Note that because digest authentication stores data in Flask's ``session`` object the configuration must have a ``SECRET_KEY`` set.

API Documentation
-----------------

.. module:: flask_httpauth

.. class:: HTTPBasicAuth

  This class that handles HTTP Basic authentication for Flask routes.
        
  .. method:: get_password(password_callback)

    This callback function will be called by the framework to obtain the password for a given user. Example::
    
      @auth.get_password
      def get_password(username):
          return db.get_user_password(username)

  .. method:: hash_password(hash_password_callback)

    If defined, this callback function will be called by the framework to apply a custom hashing algorithm to the password provided by the client. If this callback isn't provided the password will be checked unchanged. The callback can take one or two arguments. The one argument version receives the password to hash, while the two argument version receives the username and the password in that order. Example single argument callback::

      @auth.hash_password
      def hash_password(password):
          return md5(password).hexdigest()

    Example two argument callback::

      @auth.hash_password
      def hash_pw(username, password):
          get_salt(username)
          return hash(password, salt)

  .. method:: verify_password(verify_password_callback)

    If defined, this callback function will be called by the framework to verify that the username and password combination provided by the client are valid. The callback function takes two arguments, the username and the password and must return ``True`` or ``False``. Example usage::

      @auth.verify_password
      def verify_password(username, password):
          user = User.query.filter_by(username).first()
          if not user:
              return False
          return passlib.hash.sha256_crypt.verify(password, user.password_hash)

    Note that when a `verify_password` callback is provided the `get_password` and `hash_password` callbacks are not used.

  .. method:: error_handler(error_callback)

    If defined, this callback function will be called by the framework when it is necessary to send an authentication error back to the client. The return value from this function can be the body of the response as a string or it can also be a response object created with `make_response`. If this callback isn't provided a default error response is generated. Example::
    
      @auth.error_handler
      def auth_error():
          return "<h1>Access Denied</h1>"

  .. method:: login_required(view_function_callback)
        
    This callback function will be called when authentication is succesful. This will typically be a Flask view function. Example::

      @app.route('/private')
      @auth.login_required
      def private_page():
          return "Only for authorized people!"

  .. method:: username()

    A view function that is protected with this class can access the logged username through this method. Example::

      @app.route('/')
      @auth.login_required
      def index():
          return "Hello, %s!" % auth.username()

.. class:: flask.ext.httpauth.HTTPDigestAuth

  This class that handles HTTP Digest authentication for Flask routes.
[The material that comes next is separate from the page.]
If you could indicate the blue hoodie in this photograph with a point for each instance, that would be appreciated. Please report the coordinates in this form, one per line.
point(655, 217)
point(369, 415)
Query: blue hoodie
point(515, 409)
The ``SECRET_KEY`` configuration must be set in the Flask application to enable the session to work. Flask by default stores user sessions in the client as secure cookies, so the client must be able to handle cookies. To support clients that are not web browsers or that cannot handle cookies a `session interface <http://flask.pocoo.org/docs/api/#flask.Flask.session_interface>`_ that writes sessions in the server must be used.
        
  .. method:: get_password(password_callback)

    See basic authentication for documentation and examples.
    
  .. method:: error_handler(error_callback)

    See basic authentication for documentation and examples.
    
  .. method:: login_required(view_function_callback)
        
    See basic authentication for documentation and examples.

  .. method:: username()

    See basic authentication for documentation and examples.